The impasse over enriched uranium has deep roots. The head of Iran's Atomic Energy Organisation has stated that Iran will not accept limits on its nuclear enrichment, whilst the Iranian Foreign Ministry has declared that uranium 'will under no circumstances be transferred anywhere'. That position stands in direct opposition to a core US demand that has been non-negotiable since the outset of the conflict.

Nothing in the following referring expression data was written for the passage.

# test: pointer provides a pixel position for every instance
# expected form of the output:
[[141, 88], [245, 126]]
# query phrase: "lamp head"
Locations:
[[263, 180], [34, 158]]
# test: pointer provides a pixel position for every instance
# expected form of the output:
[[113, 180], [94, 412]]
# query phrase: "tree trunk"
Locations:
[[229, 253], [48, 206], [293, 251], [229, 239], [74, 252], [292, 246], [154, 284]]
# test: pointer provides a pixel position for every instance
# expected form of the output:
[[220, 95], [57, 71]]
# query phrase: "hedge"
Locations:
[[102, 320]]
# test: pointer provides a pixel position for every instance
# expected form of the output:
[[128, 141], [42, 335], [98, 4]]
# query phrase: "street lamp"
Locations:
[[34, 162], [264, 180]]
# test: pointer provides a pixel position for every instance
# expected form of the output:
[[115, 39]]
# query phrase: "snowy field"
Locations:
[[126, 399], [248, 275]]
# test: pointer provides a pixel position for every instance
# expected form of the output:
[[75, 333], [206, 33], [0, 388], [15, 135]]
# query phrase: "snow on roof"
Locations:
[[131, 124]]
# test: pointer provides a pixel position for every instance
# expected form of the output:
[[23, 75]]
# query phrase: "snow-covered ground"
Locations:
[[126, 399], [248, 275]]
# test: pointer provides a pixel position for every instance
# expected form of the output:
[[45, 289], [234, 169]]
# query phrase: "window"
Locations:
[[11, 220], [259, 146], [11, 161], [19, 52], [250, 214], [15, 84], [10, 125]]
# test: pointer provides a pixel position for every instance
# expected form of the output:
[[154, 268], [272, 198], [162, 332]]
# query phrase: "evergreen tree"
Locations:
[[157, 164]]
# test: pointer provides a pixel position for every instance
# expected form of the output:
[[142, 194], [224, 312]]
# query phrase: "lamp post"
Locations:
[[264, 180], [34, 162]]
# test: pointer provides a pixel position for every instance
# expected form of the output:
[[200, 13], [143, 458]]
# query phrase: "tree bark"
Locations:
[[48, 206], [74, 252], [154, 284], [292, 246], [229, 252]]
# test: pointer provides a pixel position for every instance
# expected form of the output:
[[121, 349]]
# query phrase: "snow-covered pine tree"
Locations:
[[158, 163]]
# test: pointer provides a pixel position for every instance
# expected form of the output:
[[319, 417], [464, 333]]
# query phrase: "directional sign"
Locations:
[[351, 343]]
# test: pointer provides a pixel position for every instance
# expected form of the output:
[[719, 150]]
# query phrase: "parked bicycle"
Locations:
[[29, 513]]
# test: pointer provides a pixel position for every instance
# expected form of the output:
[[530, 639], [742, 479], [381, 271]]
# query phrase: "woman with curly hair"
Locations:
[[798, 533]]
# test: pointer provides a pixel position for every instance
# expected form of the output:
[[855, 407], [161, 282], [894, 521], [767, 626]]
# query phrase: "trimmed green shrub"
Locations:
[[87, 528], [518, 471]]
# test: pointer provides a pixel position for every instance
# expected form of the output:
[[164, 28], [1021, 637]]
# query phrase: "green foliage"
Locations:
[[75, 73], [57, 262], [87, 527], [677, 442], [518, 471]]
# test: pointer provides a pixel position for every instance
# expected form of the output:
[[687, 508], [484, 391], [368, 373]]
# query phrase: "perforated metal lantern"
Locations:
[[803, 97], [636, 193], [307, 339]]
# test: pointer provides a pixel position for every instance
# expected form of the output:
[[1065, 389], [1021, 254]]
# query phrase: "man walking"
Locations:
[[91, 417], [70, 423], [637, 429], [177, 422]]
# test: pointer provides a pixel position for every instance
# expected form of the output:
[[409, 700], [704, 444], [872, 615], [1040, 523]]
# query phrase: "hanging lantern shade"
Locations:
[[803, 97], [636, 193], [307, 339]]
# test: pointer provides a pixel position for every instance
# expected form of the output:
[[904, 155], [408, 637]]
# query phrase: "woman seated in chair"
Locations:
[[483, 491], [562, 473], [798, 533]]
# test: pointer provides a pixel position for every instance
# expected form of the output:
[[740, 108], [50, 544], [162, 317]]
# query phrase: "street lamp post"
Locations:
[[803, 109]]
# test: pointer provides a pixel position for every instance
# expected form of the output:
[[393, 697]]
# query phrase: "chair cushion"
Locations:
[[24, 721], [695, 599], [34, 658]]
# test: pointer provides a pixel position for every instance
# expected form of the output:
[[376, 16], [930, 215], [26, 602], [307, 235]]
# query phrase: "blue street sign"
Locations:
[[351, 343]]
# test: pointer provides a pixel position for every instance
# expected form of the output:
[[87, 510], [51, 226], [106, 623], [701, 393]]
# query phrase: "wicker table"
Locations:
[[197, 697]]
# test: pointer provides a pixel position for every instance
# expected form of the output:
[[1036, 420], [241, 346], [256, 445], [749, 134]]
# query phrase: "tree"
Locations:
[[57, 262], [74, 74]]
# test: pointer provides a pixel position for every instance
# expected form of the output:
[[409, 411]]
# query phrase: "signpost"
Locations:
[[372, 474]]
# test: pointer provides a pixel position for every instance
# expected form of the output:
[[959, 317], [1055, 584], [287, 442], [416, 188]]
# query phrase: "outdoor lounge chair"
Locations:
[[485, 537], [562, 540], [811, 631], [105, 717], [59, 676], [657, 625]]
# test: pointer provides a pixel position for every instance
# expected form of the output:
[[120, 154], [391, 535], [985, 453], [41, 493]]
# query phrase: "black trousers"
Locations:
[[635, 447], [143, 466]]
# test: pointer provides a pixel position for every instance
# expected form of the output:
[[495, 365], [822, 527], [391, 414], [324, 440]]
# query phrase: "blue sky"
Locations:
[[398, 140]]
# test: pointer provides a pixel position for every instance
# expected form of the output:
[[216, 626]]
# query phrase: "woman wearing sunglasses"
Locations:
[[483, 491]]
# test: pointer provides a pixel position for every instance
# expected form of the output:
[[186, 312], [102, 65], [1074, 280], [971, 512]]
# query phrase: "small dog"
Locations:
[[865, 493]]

Earlier in the negotiations, US envoy Steve Witkoff had proposed a 20-year moratorium on Iran's uranium enrichment during weekend talks in Islamabad. Iran countered with a five-year moratorium. Washington rejected that figure, and the talks collapsed after 21 hours of negotiations. Trump subsequently distanced himself from even the 20-year proposal, insisting he would not allow Iran to enrich 'any' uranium under a final deal.

Israeli Prime Minister Benjamin Netanyahu, in a CBS interview, warned that the war was 'not over' because Iran had 'neither surrendered its enriched uranium nor dismantled enrichment sites, and continues to support regional proxies and advance its ballistic missile programme.'

The economic consequences of the continuing standoff are acute. Saudi Aramco chief executive Amin Nasser warned analysts that if the reopening of the Strait of Hormuz is 'delayed by a few more weeks, then normalisation will last into 2027', and that even if the critical waterway reopened immediately, it 'would still take months for the market to rebalance'.

High-Stakes Diplomacy And An Uncertain Endgame

While a conditional ceasefire remains in place, almost no shipping has used the Strait of Hormuz since its closure, and the US has announced a counter-blockade targeting ships seeking to use Iranian ports. The waterway accounts for roughly 20 per cent of global oil and gas shipments, and its continued closure is applying sustained upward pressure on energy costs worldwide.

A regional source close to the negotiations told CNN that movement in the talks would 'depend on the results of President Trump's visit to Beijing', and that Iranian Foreign Minister Abbas Araghchi's presence at the BRICS Foreign Ministers' meeting in Delhi was considered 'important', given the simultaneous attendance of Saudi and Egyptian counterparts.

Ali Shamkhani, an adviser to Iran's leadership, dismissed Trump's desired level of control over Iran's nuclear programme as a 'fantasy'.

The outcome of one of the most consequential diplomatic stand-offs of the post-Cold War era may ultimately hinge not on proposals exchanged through Pakistani intermediaries, but on whether either side decides that the cost of continued deadlock finally outweighs the price of compromise.